Version 1.1 Published 12/19/2021 4:00PM [Added DDOS risk for version 2.16 to New Information]

Version 1.0 Published 12/17/2021 12:00PM [Initial Publication]

Summary:
The Log4J vulnerability is a critical vulnerability that allows for Remote-Code-Execution on an impacted device.  If any user-controlled input is sent to a vulnerable service, and logged, then that device can be forced to run any arbitrary code as the user of the impacted service.   Typical examples of malicious payload would be keyloggers, rootkits, and ransomware.  Because this library is present in many commercial and home-grown applications it is critical to review ALL IT assets for this vulnerability.  As new versions of these exploits are discovered, the mitigations and list of impacted products are constantly changed, so IT staff must monitor and adapt to the changing threat landscape.

What should you be doing:

  • Search ALL systems under your control for the presence of the Log4J libraries
  • Look for vulnerable products from ALL IT vendors you use
    • The Log4J library is widely distributed and can be embedded in unexpected places.  Even ILO tools on server hardware runs a webserver and can contain the issue.  It is also present in a number of commercial software packages.  We have found it in our backup software, and even some science software.
    • Where found, results should be reported on this WebForm: https://go.rutgers.edu/Log4JExpInv
  • Look for Vulnerable Products from hosted cloud solutions
    • While not hosted on campus, these systems still represent risk to the University and must be evaluated.
    • Where found, results should be reported on this WebForm: https://go.rutgers.edu/Log4JExpInv
  • Continue to monitor the Log4J Security Page and Vendor patches for updates
    • This situation is rapidly evolving, so its important to keep checking for new information.  EI has already had to re-patch many systems.

New Information:

Version 2.17 (And 2.12.3 for Java 7) and below, are vulnerable to a remote code execution (RCE) attack where an attacker with permission to modify the logging configuration file can construct a malicious configuration using a JDBC Appender with a data source referencing a JNDI URI which can execute remote code.  This does not impact version 1.x. However, other critical vulnerabilities impact this version and should be mitigated. Version 2.17.1 (and 2.12.4 for Java 7) have been released to address this new flaw.
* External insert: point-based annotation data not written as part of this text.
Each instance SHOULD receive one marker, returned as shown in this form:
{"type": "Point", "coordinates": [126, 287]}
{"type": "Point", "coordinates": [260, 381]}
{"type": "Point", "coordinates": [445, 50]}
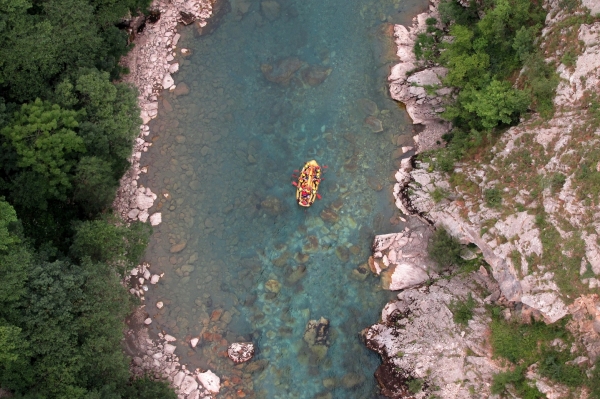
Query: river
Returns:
{"type": "Point", "coordinates": [241, 260]}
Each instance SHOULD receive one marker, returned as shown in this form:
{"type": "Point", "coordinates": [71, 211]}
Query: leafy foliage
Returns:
{"type": "Point", "coordinates": [493, 197]}
{"type": "Point", "coordinates": [43, 137]}
{"type": "Point", "coordinates": [516, 379]}
{"type": "Point", "coordinates": [490, 42]}
{"type": "Point", "coordinates": [104, 240]}
{"type": "Point", "coordinates": [463, 310]}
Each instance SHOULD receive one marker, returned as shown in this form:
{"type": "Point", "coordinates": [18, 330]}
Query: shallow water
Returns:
{"type": "Point", "coordinates": [256, 267]}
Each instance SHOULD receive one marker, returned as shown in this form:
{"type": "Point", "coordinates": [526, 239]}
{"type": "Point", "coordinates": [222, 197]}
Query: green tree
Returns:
{"type": "Point", "coordinates": [95, 186]}
{"type": "Point", "coordinates": [43, 137]}
{"type": "Point", "coordinates": [444, 249]}
{"type": "Point", "coordinates": [109, 240]}
{"type": "Point", "coordinates": [497, 103]}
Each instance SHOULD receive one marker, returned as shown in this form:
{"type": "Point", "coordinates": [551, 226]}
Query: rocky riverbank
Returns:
{"type": "Point", "coordinates": [418, 338]}
{"type": "Point", "coordinates": [152, 62]}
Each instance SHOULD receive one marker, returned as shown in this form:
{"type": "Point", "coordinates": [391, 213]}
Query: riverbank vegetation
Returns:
{"type": "Point", "coordinates": [502, 71]}
{"type": "Point", "coordinates": [66, 132]}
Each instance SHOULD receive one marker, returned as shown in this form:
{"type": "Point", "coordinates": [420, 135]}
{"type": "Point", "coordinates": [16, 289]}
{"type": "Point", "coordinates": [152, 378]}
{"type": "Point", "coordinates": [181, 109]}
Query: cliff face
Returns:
{"type": "Point", "coordinates": [531, 205]}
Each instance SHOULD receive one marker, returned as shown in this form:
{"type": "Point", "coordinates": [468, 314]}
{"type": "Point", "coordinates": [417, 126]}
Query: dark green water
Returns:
{"type": "Point", "coordinates": [255, 266]}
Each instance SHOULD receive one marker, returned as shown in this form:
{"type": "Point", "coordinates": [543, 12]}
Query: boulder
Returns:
{"type": "Point", "coordinates": [155, 219]}
{"type": "Point", "coordinates": [314, 75]}
{"type": "Point", "coordinates": [188, 385]}
{"type": "Point", "coordinates": [317, 332]}
{"type": "Point", "coordinates": [182, 89]}
{"type": "Point", "coordinates": [210, 381]}
{"type": "Point", "coordinates": [240, 352]}
{"type": "Point", "coordinates": [178, 247]}
{"type": "Point", "coordinates": [374, 124]}
{"type": "Point", "coordinates": [403, 275]}
{"type": "Point", "coordinates": [167, 81]}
Version 2.16 (and 2.12.2 for Java 7) was found to be susceptible to uncontrolled recursion to self-referential lookups.  This would allow an attacker to crash a running application as a form of denial of service.  Version 2.17 (And 2.12.3 for Java 7) have been released to address the new flaws.  The Log4J Security Page lists some possible mitigations, but upgrading is the preferred full mitigation.

Note: Previous workarounds involving configuration changes to affected versions are no longer sufficient.